Cannabis store wants to open in Kensington Market but the neighbourhood doesn't want it
A new cannabis store is being proposed for Kensington Market, and some local residents are fighting against what they see as dispensary overload in the neighbourhood.
More than 600 e-mails and signatures were collected over the weekend in support of banning The Kensary: a yet-to-open weed store currently waiting to get its cannabis retail license approved by the Alcohol and Gaming Commission of Ontario.
There's not much information about The Kensary available online except that the brand has two Toronto stores in the works, both of which are awaiting the AGCO's go-ahead.
The Kensington Market location is slated to replace the longtime grocery store Castle Fruit at 80 Kensington Ave.
"The Kensary is not the problem, The Kensary is just a needle in the haystack," said Casey Anne Summers, a Kensington resident spearheading the campaign.
Summers, who has lived in the Market for eight years and has worked in the cannabis industry for more than 15 years (including at Vapor Central and HotBox), says the issue isn't with the cannabis stores but with the number of them in one neighbourhood.
Since seeing the AGCO licensing poster outside of 80 Kensington Ave., she has been rallying locals and other supporters of the neighbourhood to file an objection against The Kensary's AGCO application, and other 'Big Canna' shops.
"We don't want our community overrun by dispensaries," said Summers. "We want to keep the fabric of our community from being bought out. Small businesses are what makes Kensington special."
Summers points to other cannabis brands that have popped up in the neighbourhood over the last year, like One Plant, the controversial store that's now open for business where Fairland Grocery used to be.
There's also an outpost of the massive Edmonton-based brand Fire & Flower, which is neither open for business nor up for authorization by the AGCO, but still occupies an empty storefront on Baldwin Street where Eden Hall used to be.
"We know there's a big change coming but we don't want it to be all cannabis retailers," says Summers.
On Tuesday, local community organization Friends of Kensington Market (FOKM) extended an invitation to Premier Doug Ford and Mayor John Tory to take a walk through of the neighbourhood so that they could better see the impact of what too many cannabis retail stores would do to the area.
"It's not just a destination for people who want to shop for cannabis," says FOKM board member Sylvia Lassam. "Kensington Market has always been an incubator for small, interesting businesses."
"We don't care if people get high...but it has economic repercussions. The people who run cannabis stores can pay a huge amount of rent. It creates an unrealistic expectation among property owners."
Like the number of bars permitted on the Ossington strip, Summers and supporters are calling for a legal cap to the number of legal weed stores allowed to open in one neighbourhood.
There are no current laws for this in Ontario: following the loosening of rules around the number of pot shops allowed to open in the province, specific areas in Toronto like the Annex and Queen West have seen a large portion of the applications.
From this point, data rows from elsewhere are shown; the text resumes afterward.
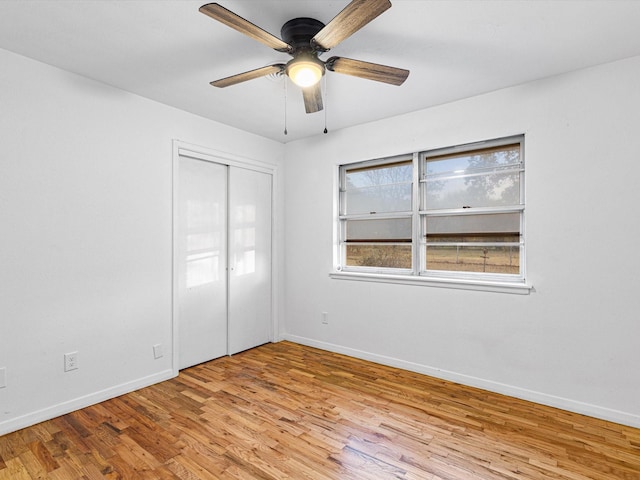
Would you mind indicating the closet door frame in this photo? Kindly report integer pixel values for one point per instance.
(183, 149)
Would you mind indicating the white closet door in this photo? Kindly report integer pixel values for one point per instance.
(249, 259)
(201, 254)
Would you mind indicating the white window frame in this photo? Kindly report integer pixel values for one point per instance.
(505, 283)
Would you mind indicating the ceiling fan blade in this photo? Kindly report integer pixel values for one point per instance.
(250, 75)
(221, 14)
(312, 98)
(354, 16)
(370, 71)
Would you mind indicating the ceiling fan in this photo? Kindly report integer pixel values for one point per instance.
(305, 39)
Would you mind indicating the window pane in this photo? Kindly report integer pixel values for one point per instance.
(477, 160)
(386, 256)
(488, 190)
(384, 188)
(466, 227)
(390, 229)
(457, 258)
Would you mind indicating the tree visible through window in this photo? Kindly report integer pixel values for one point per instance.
(465, 219)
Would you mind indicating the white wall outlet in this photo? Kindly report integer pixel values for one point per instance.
(158, 351)
(70, 361)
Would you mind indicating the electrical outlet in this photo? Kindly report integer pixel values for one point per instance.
(70, 361)
(158, 351)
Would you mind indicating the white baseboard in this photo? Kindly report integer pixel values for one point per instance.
(596, 411)
(63, 408)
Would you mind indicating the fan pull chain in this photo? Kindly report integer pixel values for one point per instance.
(326, 103)
(285, 103)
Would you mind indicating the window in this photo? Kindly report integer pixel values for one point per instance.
(454, 214)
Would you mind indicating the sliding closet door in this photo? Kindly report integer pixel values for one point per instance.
(249, 259)
(201, 261)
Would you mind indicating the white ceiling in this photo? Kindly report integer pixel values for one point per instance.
(169, 52)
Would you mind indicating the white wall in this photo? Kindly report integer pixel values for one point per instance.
(574, 341)
(85, 248)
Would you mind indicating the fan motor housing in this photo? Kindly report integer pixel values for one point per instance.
(298, 32)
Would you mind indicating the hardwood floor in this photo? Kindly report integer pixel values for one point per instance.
(284, 411)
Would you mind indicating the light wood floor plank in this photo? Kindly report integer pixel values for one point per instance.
(285, 411)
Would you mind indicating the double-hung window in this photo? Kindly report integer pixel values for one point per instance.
(453, 214)
(376, 217)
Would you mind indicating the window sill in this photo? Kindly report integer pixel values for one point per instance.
(464, 284)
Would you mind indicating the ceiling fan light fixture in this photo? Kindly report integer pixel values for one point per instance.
(305, 71)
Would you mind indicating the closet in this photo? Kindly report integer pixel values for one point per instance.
(222, 257)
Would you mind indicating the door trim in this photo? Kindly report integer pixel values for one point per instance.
(184, 149)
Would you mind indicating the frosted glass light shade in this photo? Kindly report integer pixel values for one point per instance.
(305, 73)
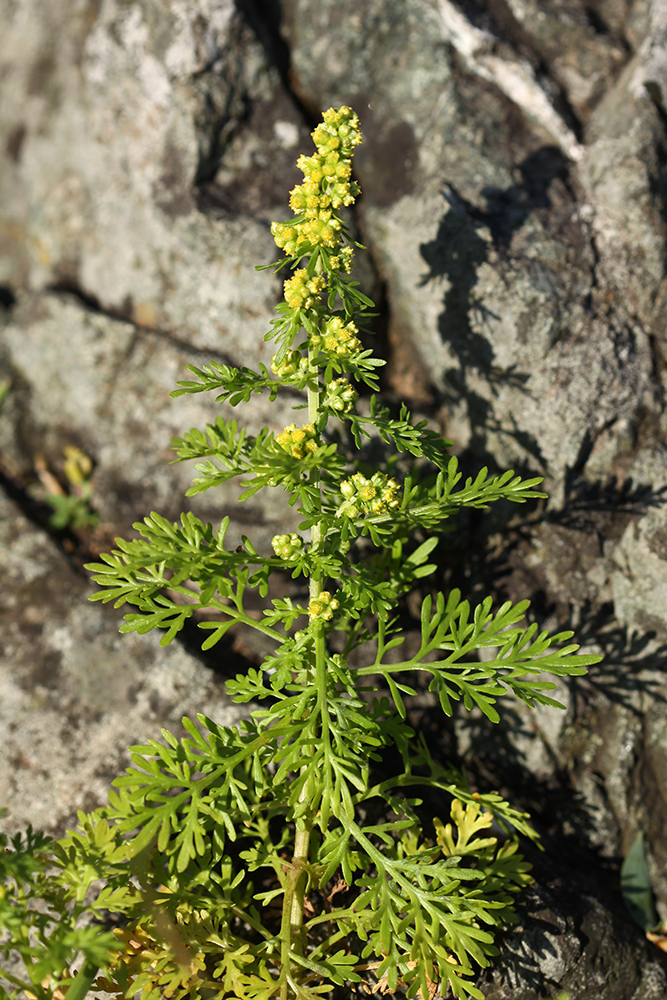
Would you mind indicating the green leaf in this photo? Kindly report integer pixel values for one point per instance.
(636, 886)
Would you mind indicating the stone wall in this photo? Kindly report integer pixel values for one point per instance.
(515, 209)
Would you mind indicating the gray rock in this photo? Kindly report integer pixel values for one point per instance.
(514, 205)
(74, 694)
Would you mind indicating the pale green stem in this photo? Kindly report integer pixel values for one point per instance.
(293, 902)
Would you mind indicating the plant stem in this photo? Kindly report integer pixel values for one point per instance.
(293, 901)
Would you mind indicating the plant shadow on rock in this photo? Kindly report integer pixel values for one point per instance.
(456, 253)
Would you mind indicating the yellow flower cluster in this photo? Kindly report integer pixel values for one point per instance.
(323, 607)
(342, 261)
(378, 495)
(287, 546)
(302, 292)
(336, 337)
(298, 441)
(326, 187)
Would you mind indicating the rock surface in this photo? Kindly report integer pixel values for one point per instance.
(515, 197)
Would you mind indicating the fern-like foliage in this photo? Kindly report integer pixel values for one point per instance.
(285, 856)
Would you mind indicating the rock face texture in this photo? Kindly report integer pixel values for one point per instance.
(514, 173)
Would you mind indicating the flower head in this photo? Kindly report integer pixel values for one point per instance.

Cabbagetown has recently seen a push against the opening of yet another legal weed store, where there are already three dispensaries located on Parliament Street.
There's no online petition for capping the number of cannabis shops in one neighbourhood yet, says Summers. Right now, she says the only thing communities can do is to file objections against individual license applications on the AGCO website to stop them one by one.